How to make broth from egg powder?

  1. To prepare this dish from egg powder, pour a glass of water into a bowl and add butter. Boil water and add ½ bouillon cube, stir;
  2. Pour in the flour, stir and heat for 2 minutes;
  3. Remove from heat, add egg powder and stir;
  4. Boil water in a saucepan, knead the bouillon cubes, put them in boiling water, stir;
  5. Gradually add the dough to the pan and as soon as the dumplings float, after a couple of minutes the broth is ready.

Camping omelette made from egg powder recipe

To prepare this recipe you will need:

  • egg powder - 1 tbsp. l.;
  • powdered milk – 10 g;
  • butter – 1 tsp;
  • grated cheese – 15-20 gr.;
  • salt.

How to make an omelette from egg powder?

  1. To prepare the egg powder, pour it into a bowl and pour the milk powder into it, which must initially be diluted.
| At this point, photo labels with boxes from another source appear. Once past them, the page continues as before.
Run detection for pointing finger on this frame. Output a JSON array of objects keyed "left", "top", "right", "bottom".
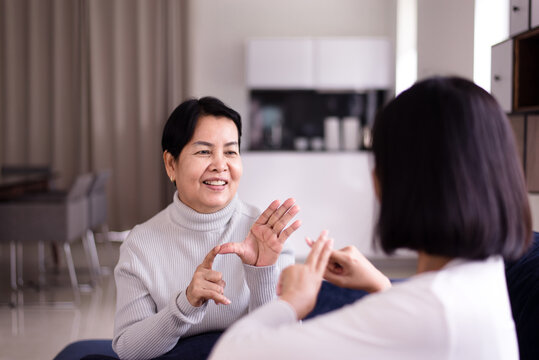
[
  {"left": 316, "top": 239, "right": 333, "bottom": 275},
  {"left": 200, "top": 245, "right": 221, "bottom": 269},
  {"left": 305, "top": 230, "right": 328, "bottom": 267}
]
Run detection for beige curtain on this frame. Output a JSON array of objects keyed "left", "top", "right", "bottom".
[{"left": 0, "top": 0, "right": 186, "bottom": 230}]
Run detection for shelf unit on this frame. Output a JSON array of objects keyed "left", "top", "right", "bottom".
[{"left": 491, "top": 0, "right": 539, "bottom": 193}]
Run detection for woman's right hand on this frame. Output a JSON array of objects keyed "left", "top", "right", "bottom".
[
  {"left": 306, "top": 238, "right": 391, "bottom": 292},
  {"left": 185, "top": 245, "right": 230, "bottom": 307}
]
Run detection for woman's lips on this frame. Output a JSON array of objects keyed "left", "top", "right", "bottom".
[{"left": 202, "top": 179, "right": 228, "bottom": 191}]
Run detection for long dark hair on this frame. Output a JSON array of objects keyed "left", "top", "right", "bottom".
[{"left": 373, "top": 77, "right": 532, "bottom": 259}]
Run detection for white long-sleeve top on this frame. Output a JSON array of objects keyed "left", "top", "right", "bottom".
[
  {"left": 113, "top": 193, "right": 294, "bottom": 359},
  {"left": 210, "top": 257, "right": 519, "bottom": 360}
]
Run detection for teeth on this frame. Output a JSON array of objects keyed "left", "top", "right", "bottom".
[{"left": 204, "top": 180, "right": 226, "bottom": 186}]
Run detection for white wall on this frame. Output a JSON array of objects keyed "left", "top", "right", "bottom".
[
  {"left": 187, "top": 0, "right": 396, "bottom": 148},
  {"left": 417, "top": 0, "right": 474, "bottom": 79}
]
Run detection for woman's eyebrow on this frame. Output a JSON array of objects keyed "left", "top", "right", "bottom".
[
  {"left": 193, "top": 140, "right": 238, "bottom": 147},
  {"left": 193, "top": 141, "right": 213, "bottom": 147}
]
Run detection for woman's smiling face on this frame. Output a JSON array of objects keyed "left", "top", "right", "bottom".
[{"left": 171, "top": 115, "right": 243, "bottom": 213}]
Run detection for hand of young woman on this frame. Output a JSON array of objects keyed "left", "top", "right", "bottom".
[
  {"left": 277, "top": 232, "right": 333, "bottom": 319},
  {"left": 219, "top": 198, "right": 301, "bottom": 266},
  {"left": 307, "top": 239, "right": 391, "bottom": 292},
  {"left": 185, "top": 246, "right": 230, "bottom": 307}
]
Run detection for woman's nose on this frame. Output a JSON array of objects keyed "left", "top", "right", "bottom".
[{"left": 210, "top": 154, "right": 228, "bottom": 172}]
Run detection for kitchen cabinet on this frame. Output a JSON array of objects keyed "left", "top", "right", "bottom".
[
  {"left": 530, "top": 0, "right": 539, "bottom": 28},
  {"left": 509, "top": 0, "right": 530, "bottom": 36},
  {"left": 246, "top": 38, "right": 313, "bottom": 89},
  {"left": 246, "top": 37, "right": 393, "bottom": 91},
  {"left": 526, "top": 114, "right": 539, "bottom": 193},
  {"left": 314, "top": 37, "right": 391, "bottom": 90},
  {"left": 491, "top": 39, "right": 513, "bottom": 112}
]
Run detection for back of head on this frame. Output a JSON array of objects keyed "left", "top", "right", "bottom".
[{"left": 373, "top": 77, "right": 532, "bottom": 259}]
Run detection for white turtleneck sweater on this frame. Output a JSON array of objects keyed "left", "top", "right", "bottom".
[{"left": 112, "top": 193, "right": 294, "bottom": 359}]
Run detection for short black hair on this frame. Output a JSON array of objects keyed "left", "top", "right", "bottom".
[
  {"left": 161, "top": 96, "right": 241, "bottom": 159},
  {"left": 373, "top": 77, "right": 532, "bottom": 259}
]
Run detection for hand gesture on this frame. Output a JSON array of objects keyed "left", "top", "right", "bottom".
[
  {"left": 185, "top": 246, "right": 230, "bottom": 307},
  {"left": 306, "top": 239, "right": 391, "bottom": 292},
  {"left": 219, "top": 198, "right": 301, "bottom": 266},
  {"left": 277, "top": 232, "right": 333, "bottom": 319}
]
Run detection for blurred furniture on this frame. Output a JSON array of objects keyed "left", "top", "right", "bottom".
[
  {"left": 0, "top": 174, "right": 94, "bottom": 305},
  {"left": 505, "top": 233, "right": 539, "bottom": 360},
  {"left": 84, "top": 170, "right": 111, "bottom": 279},
  {"left": 0, "top": 165, "right": 53, "bottom": 201}
]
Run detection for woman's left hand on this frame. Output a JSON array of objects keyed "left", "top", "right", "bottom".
[
  {"left": 277, "top": 231, "right": 333, "bottom": 319},
  {"left": 219, "top": 198, "right": 301, "bottom": 266}
]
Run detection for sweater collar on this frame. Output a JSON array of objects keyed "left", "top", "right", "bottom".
[{"left": 169, "top": 191, "right": 239, "bottom": 231}]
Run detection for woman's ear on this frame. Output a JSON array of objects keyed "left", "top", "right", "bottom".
[
  {"left": 371, "top": 168, "right": 382, "bottom": 201},
  {"left": 163, "top": 151, "right": 176, "bottom": 182}
]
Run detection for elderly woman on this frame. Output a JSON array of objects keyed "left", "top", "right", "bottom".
[
  {"left": 211, "top": 78, "right": 532, "bottom": 360},
  {"left": 113, "top": 97, "right": 300, "bottom": 359}
]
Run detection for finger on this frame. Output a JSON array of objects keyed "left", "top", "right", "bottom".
[
  {"left": 200, "top": 245, "right": 221, "bottom": 269},
  {"left": 255, "top": 200, "right": 280, "bottom": 225},
  {"left": 279, "top": 220, "right": 301, "bottom": 243},
  {"left": 201, "top": 289, "right": 231, "bottom": 305},
  {"left": 305, "top": 230, "right": 328, "bottom": 266},
  {"left": 219, "top": 242, "right": 244, "bottom": 257},
  {"left": 273, "top": 205, "right": 300, "bottom": 234},
  {"left": 204, "top": 270, "right": 223, "bottom": 283},
  {"left": 201, "top": 281, "right": 225, "bottom": 295},
  {"left": 267, "top": 198, "right": 299, "bottom": 226},
  {"left": 315, "top": 239, "right": 333, "bottom": 276}
]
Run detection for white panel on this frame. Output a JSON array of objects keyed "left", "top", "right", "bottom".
[
  {"left": 314, "top": 37, "right": 392, "bottom": 90},
  {"left": 247, "top": 38, "right": 313, "bottom": 89},
  {"left": 531, "top": 0, "right": 539, "bottom": 28},
  {"left": 509, "top": 0, "right": 530, "bottom": 36},
  {"left": 490, "top": 40, "right": 513, "bottom": 112},
  {"left": 238, "top": 152, "right": 410, "bottom": 260}
]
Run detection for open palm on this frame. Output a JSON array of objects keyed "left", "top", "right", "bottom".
[{"left": 219, "top": 198, "right": 301, "bottom": 266}]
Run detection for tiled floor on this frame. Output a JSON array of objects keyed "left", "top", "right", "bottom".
[
  {"left": 0, "top": 238, "right": 119, "bottom": 360},
  {"left": 0, "top": 236, "right": 415, "bottom": 360}
]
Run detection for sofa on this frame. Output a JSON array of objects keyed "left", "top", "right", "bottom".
[{"left": 54, "top": 233, "right": 539, "bottom": 360}]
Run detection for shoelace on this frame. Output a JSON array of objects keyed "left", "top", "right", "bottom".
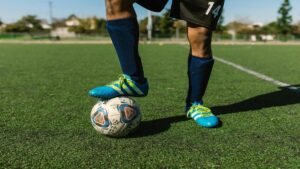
[
  {"left": 188, "top": 105, "right": 212, "bottom": 117},
  {"left": 109, "top": 75, "right": 126, "bottom": 87}
]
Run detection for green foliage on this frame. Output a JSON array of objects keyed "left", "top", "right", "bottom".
[
  {"left": 261, "top": 22, "right": 280, "bottom": 35},
  {"left": 5, "top": 15, "right": 43, "bottom": 33},
  {"left": 277, "top": 0, "right": 293, "bottom": 35},
  {"left": 0, "top": 44, "right": 300, "bottom": 169},
  {"left": 69, "top": 17, "right": 107, "bottom": 34},
  {"left": 159, "top": 10, "right": 175, "bottom": 34}
]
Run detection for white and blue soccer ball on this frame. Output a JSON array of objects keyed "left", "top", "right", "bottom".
[{"left": 91, "top": 97, "right": 141, "bottom": 137}]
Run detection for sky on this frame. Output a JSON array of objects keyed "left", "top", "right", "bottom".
[{"left": 0, "top": 0, "right": 300, "bottom": 23}]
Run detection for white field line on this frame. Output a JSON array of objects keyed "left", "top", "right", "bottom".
[{"left": 214, "top": 56, "right": 299, "bottom": 91}]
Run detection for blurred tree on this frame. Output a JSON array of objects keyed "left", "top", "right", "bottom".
[
  {"left": 261, "top": 22, "right": 280, "bottom": 35},
  {"left": 52, "top": 19, "right": 66, "bottom": 28},
  {"left": 277, "top": 0, "right": 293, "bottom": 35},
  {"left": 159, "top": 10, "right": 175, "bottom": 35},
  {"left": 5, "top": 15, "right": 44, "bottom": 33}
]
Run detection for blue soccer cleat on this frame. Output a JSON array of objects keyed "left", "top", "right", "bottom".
[
  {"left": 187, "top": 103, "right": 219, "bottom": 128},
  {"left": 89, "top": 75, "right": 149, "bottom": 100}
]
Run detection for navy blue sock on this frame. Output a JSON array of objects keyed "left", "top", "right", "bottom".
[
  {"left": 106, "top": 18, "right": 145, "bottom": 83},
  {"left": 186, "top": 55, "right": 214, "bottom": 106}
]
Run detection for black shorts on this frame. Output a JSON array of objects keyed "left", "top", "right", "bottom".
[{"left": 171, "top": 0, "right": 225, "bottom": 30}]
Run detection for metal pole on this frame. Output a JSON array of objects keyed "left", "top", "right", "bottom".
[
  {"left": 147, "top": 11, "right": 153, "bottom": 40},
  {"left": 49, "top": 1, "right": 53, "bottom": 24}
]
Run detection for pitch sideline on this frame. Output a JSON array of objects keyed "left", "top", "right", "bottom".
[{"left": 214, "top": 56, "right": 299, "bottom": 92}]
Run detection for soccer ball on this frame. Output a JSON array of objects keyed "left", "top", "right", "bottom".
[{"left": 91, "top": 97, "right": 141, "bottom": 137}]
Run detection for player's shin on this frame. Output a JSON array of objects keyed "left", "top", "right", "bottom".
[
  {"left": 186, "top": 55, "right": 214, "bottom": 109},
  {"left": 107, "top": 17, "right": 145, "bottom": 83}
]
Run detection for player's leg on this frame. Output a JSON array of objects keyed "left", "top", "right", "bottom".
[
  {"left": 171, "top": 0, "right": 224, "bottom": 127},
  {"left": 186, "top": 23, "right": 219, "bottom": 127},
  {"left": 89, "top": 0, "right": 148, "bottom": 99}
]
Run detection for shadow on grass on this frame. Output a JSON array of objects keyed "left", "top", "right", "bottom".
[
  {"left": 212, "top": 85, "right": 300, "bottom": 115},
  {"left": 128, "top": 85, "right": 300, "bottom": 138},
  {"left": 128, "top": 115, "right": 189, "bottom": 138}
]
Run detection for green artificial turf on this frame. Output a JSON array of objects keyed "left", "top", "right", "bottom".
[{"left": 0, "top": 44, "right": 300, "bottom": 168}]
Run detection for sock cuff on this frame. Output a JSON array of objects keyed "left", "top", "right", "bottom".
[
  {"left": 106, "top": 17, "right": 138, "bottom": 29},
  {"left": 189, "top": 55, "right": 215, "bottom": 63}
]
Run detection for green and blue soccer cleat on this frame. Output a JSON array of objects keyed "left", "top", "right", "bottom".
[
  {"left": 89, "top": 74, "right": 149, "bottom": 100},
  {"left": 187, "top": 103, "right": 219, "bottom": 128}
]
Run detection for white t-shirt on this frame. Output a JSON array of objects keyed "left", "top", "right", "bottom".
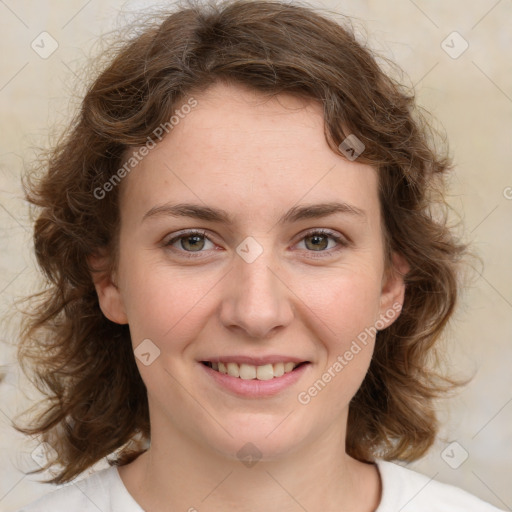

For 1 person, a third of a glass of powdered milk is needed;
  2. Add salt, cheese and beat with a spoon;
  3. Add a little flour to the mixture with egg powder and mix;
  4. Pour the mixture into a frying pan or pan or bowl that you have on hand with oil and fry;
  5. When you see that the egg powder omelette is thickening, remove from heat and cover with a lid.

Yeast pancakes made from egg powder recipe

  • flour – 5 glasses;
  • egg powder – 1.5 tsp;
  • milk – 5 glasses;
  • granulated sugar – 2 tbsp. l.;
  • salt – 1 tsp;
  • yeast – 50 g;
  • butter – 200 gr.;
  • lard – 20 gr.

How to make pancakes from egg powder?

  1. To make pancakes from egg powder, heat the milk in a saucepan;
  2. Dissolve yeast and flour (3 cups) in milk and mix;
  3. Cover the dough with a napkin and set aside in a cool place for 30 minutes;
  4. Add salt, sugar, egg powder and butter;
  5. Stir and pour in the remaining flour;
  6. Again we put it in a non-cold place;
  7. Mix the egg powder dough and bake in the usual way.

Now you know how to cook from egg powder and you can delight your loved ones with delicious dishes not only in your home kitchen, but also on hikes and travels.